Uma demonstração, como citei na última coluna, é que os dois candidatos, praticamente de consenso como pode ser verificado, chegaram aos cargos após ampla articulação que ultrapassou as barreiras ideológicas.
Fato. Tanto que ambos tiveram o apoio do PT e PL, partidos que têm polarizado a política nacional, leia-se Lula e Jair Bolsonaro. Um exemplo é que logo após a vitória, Alcolumbre recebeu a ligação de ambos.

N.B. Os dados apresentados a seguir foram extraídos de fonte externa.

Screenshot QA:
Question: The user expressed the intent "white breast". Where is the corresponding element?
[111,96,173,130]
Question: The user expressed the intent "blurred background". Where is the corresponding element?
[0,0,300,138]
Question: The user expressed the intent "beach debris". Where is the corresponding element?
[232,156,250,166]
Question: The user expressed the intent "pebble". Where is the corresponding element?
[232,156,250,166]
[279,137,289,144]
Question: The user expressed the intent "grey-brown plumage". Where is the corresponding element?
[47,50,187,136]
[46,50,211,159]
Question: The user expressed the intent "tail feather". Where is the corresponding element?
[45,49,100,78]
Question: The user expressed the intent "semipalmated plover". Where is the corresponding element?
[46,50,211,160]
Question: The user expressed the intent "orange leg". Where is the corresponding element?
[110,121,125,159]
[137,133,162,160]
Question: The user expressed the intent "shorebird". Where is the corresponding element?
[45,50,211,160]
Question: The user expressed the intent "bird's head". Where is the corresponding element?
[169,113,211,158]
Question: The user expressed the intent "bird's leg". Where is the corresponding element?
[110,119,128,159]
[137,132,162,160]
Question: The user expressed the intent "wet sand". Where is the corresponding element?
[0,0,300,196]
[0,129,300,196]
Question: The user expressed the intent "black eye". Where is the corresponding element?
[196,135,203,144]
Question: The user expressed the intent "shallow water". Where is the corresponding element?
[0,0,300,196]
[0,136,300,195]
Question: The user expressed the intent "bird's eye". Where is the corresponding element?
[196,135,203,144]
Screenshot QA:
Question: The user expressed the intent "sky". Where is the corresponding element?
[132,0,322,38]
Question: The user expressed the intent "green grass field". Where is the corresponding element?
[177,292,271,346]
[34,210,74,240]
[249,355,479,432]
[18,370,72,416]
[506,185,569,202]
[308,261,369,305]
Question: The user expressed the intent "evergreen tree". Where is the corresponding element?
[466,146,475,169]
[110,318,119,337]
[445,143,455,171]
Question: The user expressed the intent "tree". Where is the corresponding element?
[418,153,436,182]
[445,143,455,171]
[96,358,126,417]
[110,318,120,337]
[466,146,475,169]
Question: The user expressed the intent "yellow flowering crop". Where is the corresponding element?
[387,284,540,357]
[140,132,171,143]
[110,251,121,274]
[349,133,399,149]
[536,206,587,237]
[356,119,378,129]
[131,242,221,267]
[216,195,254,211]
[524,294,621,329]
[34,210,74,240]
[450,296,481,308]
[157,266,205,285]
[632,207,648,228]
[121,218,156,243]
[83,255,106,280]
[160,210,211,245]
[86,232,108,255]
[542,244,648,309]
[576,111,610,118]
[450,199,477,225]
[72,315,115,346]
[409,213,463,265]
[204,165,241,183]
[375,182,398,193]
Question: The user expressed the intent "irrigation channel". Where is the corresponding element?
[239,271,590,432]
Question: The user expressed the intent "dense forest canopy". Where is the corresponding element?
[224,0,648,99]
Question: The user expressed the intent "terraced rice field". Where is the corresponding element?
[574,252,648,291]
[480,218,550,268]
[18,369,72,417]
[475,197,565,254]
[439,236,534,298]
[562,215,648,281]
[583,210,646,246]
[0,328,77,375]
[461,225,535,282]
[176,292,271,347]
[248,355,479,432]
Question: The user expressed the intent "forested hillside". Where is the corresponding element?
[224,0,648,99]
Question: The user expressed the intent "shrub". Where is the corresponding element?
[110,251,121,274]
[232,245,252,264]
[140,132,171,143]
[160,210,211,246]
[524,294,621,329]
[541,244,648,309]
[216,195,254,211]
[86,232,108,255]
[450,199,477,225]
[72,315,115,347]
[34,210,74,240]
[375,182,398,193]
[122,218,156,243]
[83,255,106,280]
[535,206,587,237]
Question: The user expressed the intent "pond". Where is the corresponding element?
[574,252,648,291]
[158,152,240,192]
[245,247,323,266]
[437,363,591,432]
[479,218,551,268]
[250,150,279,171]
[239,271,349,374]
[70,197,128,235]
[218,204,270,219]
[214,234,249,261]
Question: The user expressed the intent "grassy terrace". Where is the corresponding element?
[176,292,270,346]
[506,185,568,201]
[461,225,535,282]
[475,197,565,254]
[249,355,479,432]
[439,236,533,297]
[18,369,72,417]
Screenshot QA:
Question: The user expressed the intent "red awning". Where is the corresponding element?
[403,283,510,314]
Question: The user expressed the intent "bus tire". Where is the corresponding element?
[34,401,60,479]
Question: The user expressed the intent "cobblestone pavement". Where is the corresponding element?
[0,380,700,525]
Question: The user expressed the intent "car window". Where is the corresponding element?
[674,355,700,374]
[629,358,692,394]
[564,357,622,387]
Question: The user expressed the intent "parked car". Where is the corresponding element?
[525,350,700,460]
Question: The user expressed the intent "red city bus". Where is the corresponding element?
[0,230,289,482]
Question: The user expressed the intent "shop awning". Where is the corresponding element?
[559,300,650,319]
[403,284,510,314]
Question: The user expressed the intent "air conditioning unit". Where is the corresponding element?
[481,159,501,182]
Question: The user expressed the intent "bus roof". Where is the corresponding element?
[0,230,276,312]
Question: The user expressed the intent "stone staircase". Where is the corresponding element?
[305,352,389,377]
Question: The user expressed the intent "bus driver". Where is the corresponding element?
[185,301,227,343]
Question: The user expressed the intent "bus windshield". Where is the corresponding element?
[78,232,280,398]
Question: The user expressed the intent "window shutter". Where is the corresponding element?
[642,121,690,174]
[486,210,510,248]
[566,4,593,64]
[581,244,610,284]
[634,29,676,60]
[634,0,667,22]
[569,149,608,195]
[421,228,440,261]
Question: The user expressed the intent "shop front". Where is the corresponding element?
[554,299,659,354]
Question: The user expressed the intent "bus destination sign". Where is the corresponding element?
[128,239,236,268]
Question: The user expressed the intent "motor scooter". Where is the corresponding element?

Claro que esses apoios também vieram com a divisão de espaços. Em entrevista, por exemplo, o senador Flávio Bolsonaro (PL), ao ser questionado sobre a razão de o PL apoiar Davi Alcolumbre ao invés de ter candidatura própria, respondeu que o partido precisava estar na Mesa Diretora para conseguir espaço.
Independentemente das articulações feitas, agora o poder está nas mãos deles.
Ambos passam a ter o poder de decidir quais projetos deverão ser votados. Isso impacta os interesses do Executivo.
Porém, há outros pontos mais polêmicos.
Por exemplo, o presidente da Câmara decidir aceitar ou não pedidos de impeachment do presidente da República. No caso do presidente do Senado é a quem cabe convocar sessões extraordinárias para tratar de temas graves, como eventuais intervenções federais.